En cambio, sería más difícil determinar quién tiene cerebro de escritor. Y vaya uno a saber qué sustancia habría de suministrarse por vía intravenosa para desarrollar dicha facultad. Hasta donde sé, no han funcionado el peyote ni el opio ni el LSD. Así es que por lo pronto la fórmula sigue siendo la clásica: leer, leer y leer. Luego atreverse a escribir.

Dice la vieja consigna que un hombre debe plantar un árbol, tener un hijo y escribir un libro. La mayoría termina más bien cortando un árbol, así sea indirectamente; engendra más de un hijo y, por suerte, no escribe libro alguno.

Y sin embargo, siempre queda la posibilidad de que no se dé a la luz la gran obra literaria de nuestros tiempos simplemente porque la mente que pudo concebirla no la concibió.

viernes, 5 de septiembre de 2014

Pedagogía efectiva

En una famosa entrevista que habría de publicarse en forma de libro, Richard Feynman cuenta algunos fragmentos de su infancia, acerca del modo como su padre le enseñaba algo sobre las ciencias al tiempo que le azuzaba la curiosidad.

George Steiner también habla de las tácticas de su padre para interesarlo en el mundo del conocimiento. Cuando tenía cinco años, le contaba anécdotas de la Ilíada y le leía algunos fragmentos, pero se cuidaba de no darle el libro para que la curiosidad lo devorara. Para su cumpleaños número seis, le regaló su primer Homero.

No sé si exista en español el libro de Feynman; el de Steiner se llama Errata. El examen de una vida. Aunque para serle fiel al título original y al parafraseo socrático debió llamarse Errata. Una vida examinada.

En apenas unas líneas de este par de libros se despliega más sabiduría sobre la educación de los niños que en no sé cuántos tratados de pedagogía. De hecho, la razón para que existan mil teorías sobre cómo educar a los niños es síntoma de que se busca una solución mágica a un asunto sencillo.

Sencillo, sí, pero para muchos imposible. ¿Por qué?

Porque la mayoría de los padres están lejos de ser los padres de Feynman o de Steiner. Un patán promedio no sabría sentar en sus rodillas al hijo de cinco años y leerle un fragmento de la Ilíada.

Entonces los hijos van a educarse a las escuelas. Pero ahí el promedio de los maestros apenas sabe enseñarles a sus alumnos cómo bloquear avenidas, robar gasolina y saquear oficinas impunemente, y tal vez deletrear mi mamá me mima.

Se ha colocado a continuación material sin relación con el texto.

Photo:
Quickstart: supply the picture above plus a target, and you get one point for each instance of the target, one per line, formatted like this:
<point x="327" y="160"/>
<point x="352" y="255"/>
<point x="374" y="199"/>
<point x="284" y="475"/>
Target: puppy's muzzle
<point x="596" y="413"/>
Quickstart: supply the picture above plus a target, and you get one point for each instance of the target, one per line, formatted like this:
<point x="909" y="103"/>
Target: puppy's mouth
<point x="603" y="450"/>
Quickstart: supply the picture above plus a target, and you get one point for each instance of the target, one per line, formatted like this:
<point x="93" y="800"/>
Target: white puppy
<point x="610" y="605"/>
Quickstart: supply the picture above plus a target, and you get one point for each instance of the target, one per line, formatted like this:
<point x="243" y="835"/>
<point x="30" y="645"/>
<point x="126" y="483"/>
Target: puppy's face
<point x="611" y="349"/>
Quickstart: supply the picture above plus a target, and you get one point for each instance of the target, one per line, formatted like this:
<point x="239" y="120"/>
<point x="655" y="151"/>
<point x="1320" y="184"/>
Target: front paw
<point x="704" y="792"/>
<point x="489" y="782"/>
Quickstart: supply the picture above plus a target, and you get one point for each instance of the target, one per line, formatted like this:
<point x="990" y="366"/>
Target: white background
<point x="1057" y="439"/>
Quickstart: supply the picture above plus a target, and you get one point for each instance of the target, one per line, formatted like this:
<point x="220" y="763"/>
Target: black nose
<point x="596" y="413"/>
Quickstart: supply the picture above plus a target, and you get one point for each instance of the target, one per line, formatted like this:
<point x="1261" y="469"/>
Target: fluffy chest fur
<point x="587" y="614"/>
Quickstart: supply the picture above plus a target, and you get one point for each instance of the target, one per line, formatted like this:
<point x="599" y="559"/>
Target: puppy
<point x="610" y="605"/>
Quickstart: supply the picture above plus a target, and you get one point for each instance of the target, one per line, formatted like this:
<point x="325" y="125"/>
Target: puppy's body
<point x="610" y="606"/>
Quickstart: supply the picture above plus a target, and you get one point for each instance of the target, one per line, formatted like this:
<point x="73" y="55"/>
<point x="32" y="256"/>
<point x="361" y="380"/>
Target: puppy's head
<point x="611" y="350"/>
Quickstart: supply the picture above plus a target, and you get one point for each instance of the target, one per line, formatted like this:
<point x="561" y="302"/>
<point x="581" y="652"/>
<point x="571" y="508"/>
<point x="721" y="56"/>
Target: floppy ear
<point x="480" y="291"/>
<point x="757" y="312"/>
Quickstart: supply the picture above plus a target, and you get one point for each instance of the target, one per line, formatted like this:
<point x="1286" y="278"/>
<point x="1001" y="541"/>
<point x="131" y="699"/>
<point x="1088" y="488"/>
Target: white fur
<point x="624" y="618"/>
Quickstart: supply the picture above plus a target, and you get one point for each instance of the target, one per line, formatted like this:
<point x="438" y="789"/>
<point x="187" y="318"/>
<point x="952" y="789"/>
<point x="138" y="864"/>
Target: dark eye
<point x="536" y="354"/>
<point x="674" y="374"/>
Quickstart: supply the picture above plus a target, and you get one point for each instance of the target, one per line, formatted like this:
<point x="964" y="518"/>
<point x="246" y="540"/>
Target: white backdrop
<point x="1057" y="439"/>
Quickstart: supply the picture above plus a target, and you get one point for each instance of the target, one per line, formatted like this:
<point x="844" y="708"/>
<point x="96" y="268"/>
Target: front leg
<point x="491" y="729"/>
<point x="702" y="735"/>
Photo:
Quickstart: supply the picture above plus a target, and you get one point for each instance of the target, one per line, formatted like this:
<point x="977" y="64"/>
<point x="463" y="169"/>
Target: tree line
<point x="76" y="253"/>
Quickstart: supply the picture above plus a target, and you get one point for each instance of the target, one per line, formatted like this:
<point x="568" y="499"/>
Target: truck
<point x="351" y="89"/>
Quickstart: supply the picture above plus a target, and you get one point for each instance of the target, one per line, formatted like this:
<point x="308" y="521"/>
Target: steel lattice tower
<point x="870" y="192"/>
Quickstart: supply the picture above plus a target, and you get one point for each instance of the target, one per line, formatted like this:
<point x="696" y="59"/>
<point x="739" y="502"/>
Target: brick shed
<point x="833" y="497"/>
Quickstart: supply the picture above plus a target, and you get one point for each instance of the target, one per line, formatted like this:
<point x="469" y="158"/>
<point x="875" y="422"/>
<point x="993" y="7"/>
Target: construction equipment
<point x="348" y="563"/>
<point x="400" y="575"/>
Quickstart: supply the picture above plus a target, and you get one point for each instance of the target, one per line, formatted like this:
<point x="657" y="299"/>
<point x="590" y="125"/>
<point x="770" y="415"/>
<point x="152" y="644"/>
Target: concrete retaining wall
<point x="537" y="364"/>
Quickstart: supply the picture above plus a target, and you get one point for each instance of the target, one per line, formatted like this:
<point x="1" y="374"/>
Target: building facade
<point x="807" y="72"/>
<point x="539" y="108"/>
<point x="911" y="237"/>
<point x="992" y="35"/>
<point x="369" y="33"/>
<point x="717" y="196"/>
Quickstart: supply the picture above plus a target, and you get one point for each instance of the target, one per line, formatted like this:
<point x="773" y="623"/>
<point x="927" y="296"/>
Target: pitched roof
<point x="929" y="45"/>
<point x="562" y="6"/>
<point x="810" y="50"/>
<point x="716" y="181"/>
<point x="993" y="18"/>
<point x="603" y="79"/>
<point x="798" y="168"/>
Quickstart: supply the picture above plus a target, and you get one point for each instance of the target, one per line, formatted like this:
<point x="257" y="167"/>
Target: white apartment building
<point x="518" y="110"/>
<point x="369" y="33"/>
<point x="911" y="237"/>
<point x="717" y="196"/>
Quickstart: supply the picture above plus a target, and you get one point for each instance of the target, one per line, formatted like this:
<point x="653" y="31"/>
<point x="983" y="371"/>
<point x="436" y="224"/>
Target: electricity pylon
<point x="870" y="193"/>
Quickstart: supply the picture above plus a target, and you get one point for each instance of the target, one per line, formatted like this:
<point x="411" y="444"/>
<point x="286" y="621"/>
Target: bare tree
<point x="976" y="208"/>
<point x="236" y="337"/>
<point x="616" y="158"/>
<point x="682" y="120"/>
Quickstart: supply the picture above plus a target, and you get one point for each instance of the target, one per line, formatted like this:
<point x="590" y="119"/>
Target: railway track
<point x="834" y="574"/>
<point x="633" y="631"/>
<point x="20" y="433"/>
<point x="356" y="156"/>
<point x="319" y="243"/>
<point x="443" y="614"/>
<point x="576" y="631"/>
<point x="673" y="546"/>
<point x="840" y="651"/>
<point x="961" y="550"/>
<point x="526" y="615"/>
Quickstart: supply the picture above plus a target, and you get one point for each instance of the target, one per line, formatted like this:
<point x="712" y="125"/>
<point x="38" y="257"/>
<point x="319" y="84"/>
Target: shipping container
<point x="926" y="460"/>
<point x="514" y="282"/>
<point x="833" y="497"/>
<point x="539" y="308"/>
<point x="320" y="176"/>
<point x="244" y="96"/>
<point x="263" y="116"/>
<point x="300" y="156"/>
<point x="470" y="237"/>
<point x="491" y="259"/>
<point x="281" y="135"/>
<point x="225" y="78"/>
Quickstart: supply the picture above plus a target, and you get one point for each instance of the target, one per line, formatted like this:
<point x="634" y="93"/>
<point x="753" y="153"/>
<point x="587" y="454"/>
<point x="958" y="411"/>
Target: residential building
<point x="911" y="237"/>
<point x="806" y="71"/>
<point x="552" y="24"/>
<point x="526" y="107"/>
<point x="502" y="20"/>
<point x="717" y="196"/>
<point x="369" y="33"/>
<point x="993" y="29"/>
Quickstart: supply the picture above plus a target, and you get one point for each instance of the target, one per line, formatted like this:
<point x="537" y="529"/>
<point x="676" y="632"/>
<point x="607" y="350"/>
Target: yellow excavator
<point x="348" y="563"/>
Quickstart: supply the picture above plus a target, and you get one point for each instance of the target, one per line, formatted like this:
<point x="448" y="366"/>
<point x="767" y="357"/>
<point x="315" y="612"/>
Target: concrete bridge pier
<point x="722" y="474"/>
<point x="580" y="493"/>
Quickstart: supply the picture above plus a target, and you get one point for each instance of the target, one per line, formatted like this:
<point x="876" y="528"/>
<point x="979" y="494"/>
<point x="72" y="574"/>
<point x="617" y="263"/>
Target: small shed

Por eso aparecen libros como Todos los niños pueden ser Einstein. El cual dice en la solapa: “Albert Einstein no aprendió a leer hasta los siete años ni a hablar con fluidez hasta los nueve, su maestra lo calificó como ‘mortalmente lerdo’. A pesar de ello Einstein acabó convirtiéndose en uno de los científicos más geniales del mundo”.

Hago reseña de solapa porque no pienso leer el libro.

El autor miente, pues Einstein no fue un rezagado en la escuela. Albertito, al igual que Feynman y Steiner, tuvo un padre que lo supo llenar de curiosidad y fomentó su creatividad y su interés por las matemáticas, la física y la filosofía.

Pero aun aceptando que Einstein hubiese sido lento a temprana edad, estoy apenas dispuesto a conceder que todos los niños pueden ser Einstein, pero el Einstein de siete años. A ver qué joven iguala a Einstein en su annus mirabilis.

El tal libro, supongo, ha de ser una obra engañosamente motivacional. Pero a la gente le gusta que le doren la píldora. Si yo escribiera un libro más cercano a la realidad, titulado Su hijo será un pelmazo, difícilmente llegaría a los estantes de las librerías. Eppur

Cuando comencé a escribir este artículo, eché mano de mis recuerdos sobre estos tres hombres que admiro y sobre el hecho de que cada uno tuviese un padre que de algún modo los empujó al mundo de la inteligencia. Solo ahora caí en la cuenta de que los tres son judíos.

Tal vez un libro que proponga ideas sólidas y debidamente demostradas para educar a los hijos habría de titularse Cómo ser un buen padre judío.